Select MAX(Datum) from Tabelle1 where Name = 'Meyer' and ....
GROUP BY 1

Gruppieren, danach aggregieren. Nach dem gruppieren kann man Aggregatfunktionen auf alle Spalten ausführen, man kann aber nur die Spalten selektieren die auch im GROUP BY vorkommen (in dem Fall jetzt gar keine)


----------



## Breit (31. August 2008)

Du hängst einfach 
	
	
	



```
ORDER BY datum LIMIT 1
```
 an`s Ende.

Dann wird nach dem Datum sortiert, aber es wird nur ein Datensatz geliefert
-> das ist dann der mit dem neustem oder ältestem Datum.


----------



## kuddeldaddeldu (31. August 2008)

Hi,

@Cojote: Das funktioiert so nicht. GROUP BY 1 bedeutet ja, gruppiere nach Spalte 1 (der selektierten), das wäre MAX(Datum) und danach kann natürlich nicht gruppiert werden.

LG


----------



## Cojote (1. September 2008)

@kuddeldaddeldu: Stimmt du hast recht.
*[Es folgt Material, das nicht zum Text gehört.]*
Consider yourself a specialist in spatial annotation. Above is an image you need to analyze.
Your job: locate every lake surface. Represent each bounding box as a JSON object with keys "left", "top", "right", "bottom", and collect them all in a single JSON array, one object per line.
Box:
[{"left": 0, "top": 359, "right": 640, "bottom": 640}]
War gestern nicht ganz bei der Sache.


----------



## Saban (1. September 2008)

Hi Zusammen!

also ich hab das selbe Problem wie Frosti! ich würde auch gerne nur einen Datensatz ausgeben und zwar den niedrigsten. Ich glaub ob höchster oder niedrigster Datensatz ist kein Unterschied... Also ich geh so vor:

```
result = stmt.executeQuery(
"SELECT Artikel.ArtikelNr, Artikelpreis.ArtikelNr, Preis, von_Datum, bis_Datum, Artikelbezeichnung" +
"FROM Artikelpreis, Artikel" +
"WHERE Artikelpreis.ArtikelNr = Artikel.ArtikelNr" +
"AND von_Datum >= #01/01/2007#" +
"AND bis_Datum <= #31/12/2007#" +
"ORDER BY Preis DESC");
```

Nun ist des Problem das ich sortierte zwei Datensätze bekomme ich will jedoch nur den niedrigsten bekommen. Könnt ihr mir helfen?

MfG
Saban


----------



## shutdown (1. September 2008)

Könnte vielleicht irgendjemand von euch mal das verwendete DBMS mitteilen?
Nur so könnte man nämlich zielgerichtet helfen.

Ein 
	
	
	



```
LIMIT 0,1
```
 funktioniert nämlich nur in MySQL.
Unter Oracle würde man eine TopN-Analyse machen.
Und unter Informix würde man alles doppelt schreiben oder bitterlich weinen.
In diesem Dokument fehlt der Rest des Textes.